The flexibility of RISC-V processor IP allows much freedom to meet specific requirements – but it also opens the potential for many bugs created during the design process. Advanced processor features are especially prone to errors, increasing the difficulty and time needed for thorough verification. Born out of necessity, Codasip has pioneered a formal-based RISC-V processor verification process, bringing higher-level simulation and formal verification methods to efficiently verify core modifications, as shared in their latest technical paper.
Digital logic simulation in complexity only scratches the surface
Simulation seems like an ideal solution for digital logic, and it does shake out many bugs in a first pass that runs quickly. It’s logical to think that by simulating functional blocks individually, combining them into a complete design, and simulating it again, coverage would be pretty good.

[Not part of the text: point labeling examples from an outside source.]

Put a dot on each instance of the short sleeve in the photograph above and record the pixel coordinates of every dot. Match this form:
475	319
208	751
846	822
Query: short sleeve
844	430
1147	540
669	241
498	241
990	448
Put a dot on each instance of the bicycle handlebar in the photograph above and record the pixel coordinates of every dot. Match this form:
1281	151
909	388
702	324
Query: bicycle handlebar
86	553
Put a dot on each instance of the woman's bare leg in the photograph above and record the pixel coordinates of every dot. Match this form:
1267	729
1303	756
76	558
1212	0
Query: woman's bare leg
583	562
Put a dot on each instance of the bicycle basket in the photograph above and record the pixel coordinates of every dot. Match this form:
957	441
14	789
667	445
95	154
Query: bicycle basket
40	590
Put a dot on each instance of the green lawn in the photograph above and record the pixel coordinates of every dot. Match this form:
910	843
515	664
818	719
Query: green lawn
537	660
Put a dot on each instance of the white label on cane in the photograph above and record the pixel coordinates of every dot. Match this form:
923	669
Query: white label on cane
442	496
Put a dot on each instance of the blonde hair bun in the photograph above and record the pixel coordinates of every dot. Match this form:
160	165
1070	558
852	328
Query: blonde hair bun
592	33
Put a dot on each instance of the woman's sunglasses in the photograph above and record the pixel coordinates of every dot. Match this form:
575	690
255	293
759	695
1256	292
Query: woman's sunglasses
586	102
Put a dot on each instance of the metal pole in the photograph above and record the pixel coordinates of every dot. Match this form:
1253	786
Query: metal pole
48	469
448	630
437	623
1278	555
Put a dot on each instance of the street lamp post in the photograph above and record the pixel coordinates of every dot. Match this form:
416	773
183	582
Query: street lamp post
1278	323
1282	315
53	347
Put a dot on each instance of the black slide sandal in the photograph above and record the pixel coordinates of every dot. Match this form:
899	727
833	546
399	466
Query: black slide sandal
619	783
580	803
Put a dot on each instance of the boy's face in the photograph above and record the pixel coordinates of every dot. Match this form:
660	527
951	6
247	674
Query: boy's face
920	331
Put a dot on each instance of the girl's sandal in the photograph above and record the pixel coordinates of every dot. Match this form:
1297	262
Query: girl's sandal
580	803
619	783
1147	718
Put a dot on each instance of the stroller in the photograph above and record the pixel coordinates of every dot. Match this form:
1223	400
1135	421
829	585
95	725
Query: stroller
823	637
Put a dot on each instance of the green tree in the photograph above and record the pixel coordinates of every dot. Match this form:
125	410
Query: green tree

As it turns out, pretty good is not nearly good enough. Simulation is only as good as the models and conditions applied – and in a complex RISC-V setting, uncertainty prevails. What software is running, which asynchronous events occur, and how the processor transitions from state to state in every possible scenario can be extremely time-consuming to model for simulation. If a simulator stumbles on a problematic corner case, it may only be sheer luck.
L31 block diagram. Source: Codasip
A good example is a branch predictor, such as the block shown in the Codasip L31 RISC-V processor IP. A myriad of states need to be set up to simulate completely how the branch predictor behaves in all cases of caching and pipeline execution.
Codasip uses the word “impossible,” but covering all state space in simulation is impractical, given finite engineering resources and time limits. They see simulation as an essential but not a standalone tool in the formal-based RISC-V processor verification process.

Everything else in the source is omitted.